Past Conference Information - The Success of Failure: Perspectives from the Arts, Sciences, Humanities, Education, and Law

December 7-8, 2017
Cowin Auditorium, 147 Horace Mann Hall, Teachers College, Columbia University

    We are all familiar with the many bromides teaching us the value of failure on the path to success. It builds character, shows perseverance and dedication, demonstrates willingness to take a risk, and so forth. All perhaps true, but all constrained by a view of failure as a means to an end, an unfortunately necessary obstacle to be overcome. One may learn from failures, but what is mostly meant is that one learns not to do that particular thing again. Failing is fine, especially on someone else’s dime, if you gain some experience to avoid future failures.

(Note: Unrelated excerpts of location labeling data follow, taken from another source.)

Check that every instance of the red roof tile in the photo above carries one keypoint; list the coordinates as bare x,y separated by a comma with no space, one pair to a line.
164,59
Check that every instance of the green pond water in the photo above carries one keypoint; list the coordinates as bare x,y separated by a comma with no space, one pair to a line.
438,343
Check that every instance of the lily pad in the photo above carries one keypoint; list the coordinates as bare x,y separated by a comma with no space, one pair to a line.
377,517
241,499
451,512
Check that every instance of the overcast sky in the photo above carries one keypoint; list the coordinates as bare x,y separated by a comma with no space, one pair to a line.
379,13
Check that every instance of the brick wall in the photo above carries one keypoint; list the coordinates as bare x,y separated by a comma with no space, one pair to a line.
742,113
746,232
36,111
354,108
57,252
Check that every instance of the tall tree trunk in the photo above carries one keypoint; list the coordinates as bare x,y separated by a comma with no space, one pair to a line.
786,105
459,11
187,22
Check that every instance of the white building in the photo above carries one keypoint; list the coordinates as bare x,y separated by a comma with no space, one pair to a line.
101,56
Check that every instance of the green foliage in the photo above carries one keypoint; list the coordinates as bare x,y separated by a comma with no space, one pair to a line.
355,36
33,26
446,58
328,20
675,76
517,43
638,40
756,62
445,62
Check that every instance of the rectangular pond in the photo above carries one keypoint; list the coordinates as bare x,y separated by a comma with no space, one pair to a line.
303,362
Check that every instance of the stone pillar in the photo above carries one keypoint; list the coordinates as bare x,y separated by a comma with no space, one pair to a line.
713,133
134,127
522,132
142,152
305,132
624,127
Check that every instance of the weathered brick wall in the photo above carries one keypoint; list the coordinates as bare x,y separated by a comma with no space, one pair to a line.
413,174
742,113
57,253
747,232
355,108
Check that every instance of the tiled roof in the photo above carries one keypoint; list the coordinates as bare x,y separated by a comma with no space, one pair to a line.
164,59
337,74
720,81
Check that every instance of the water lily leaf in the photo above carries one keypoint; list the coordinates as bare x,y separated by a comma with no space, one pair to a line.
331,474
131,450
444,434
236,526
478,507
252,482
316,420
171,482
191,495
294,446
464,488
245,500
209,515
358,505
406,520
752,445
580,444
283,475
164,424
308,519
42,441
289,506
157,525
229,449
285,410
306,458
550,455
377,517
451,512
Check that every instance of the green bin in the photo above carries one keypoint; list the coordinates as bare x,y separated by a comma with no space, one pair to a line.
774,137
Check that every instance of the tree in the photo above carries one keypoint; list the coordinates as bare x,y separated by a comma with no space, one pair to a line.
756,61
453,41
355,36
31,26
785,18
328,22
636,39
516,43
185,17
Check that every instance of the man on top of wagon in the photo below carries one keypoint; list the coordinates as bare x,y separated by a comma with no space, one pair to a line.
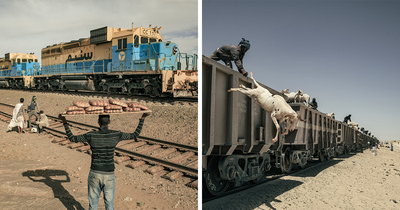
33,105
228,53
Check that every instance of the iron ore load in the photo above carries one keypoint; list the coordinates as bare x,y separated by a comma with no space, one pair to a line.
133,61
238,134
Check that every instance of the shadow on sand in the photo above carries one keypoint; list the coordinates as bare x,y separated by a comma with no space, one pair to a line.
59,191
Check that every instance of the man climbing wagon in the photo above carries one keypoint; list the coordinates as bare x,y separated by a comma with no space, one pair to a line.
228,53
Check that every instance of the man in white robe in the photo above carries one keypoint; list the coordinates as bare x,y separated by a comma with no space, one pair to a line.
18,117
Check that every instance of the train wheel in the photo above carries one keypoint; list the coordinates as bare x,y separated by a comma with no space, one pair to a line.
286,164
321,156
213,184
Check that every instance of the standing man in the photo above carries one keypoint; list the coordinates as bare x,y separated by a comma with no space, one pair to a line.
33,104
228,53
18,117
102,143
347,119
43,121
314,104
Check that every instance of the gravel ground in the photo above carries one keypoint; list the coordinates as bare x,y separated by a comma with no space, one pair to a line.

    We take an alternative view of failure. What about failure as a good? What about the intrinsic value of failure? How about failure that contains valuable data, not just an error message? Failure that is a critical part of the process, not a means to an end? Failure that stands shoulder to shoulder with success? Can there be such a thing as positive failure? Can failure make progress? Can we use failure to improve creativity, education, or behavior? How do we research failure? How do we discover important failures? How do we recognize important failures? This symposium investigated these and other perspectives on failure across disciplines, searching for commonalities and differences.

    Organized by: Stuart Firestein (Biology; Columbia University), Eileen Gillooly (Heyman Center for the Humanities; Columbia University), Jeremy Kessler (Law; Columbia University), Xiaodong Lin (Cognitive Studies; Teachers College, Columbia University) and Pamela Smith (History; Columbia University).

    This conference was sponsored by the Center for Science and Society, Heyman Center for the Humanities, the Institute for Social and Economic Research and Policy, and ;Teachers College.

    This conference is supported, in part, by the Institute for Social and Economic Research and Policy at Columbia University and the John Templeton Foundation.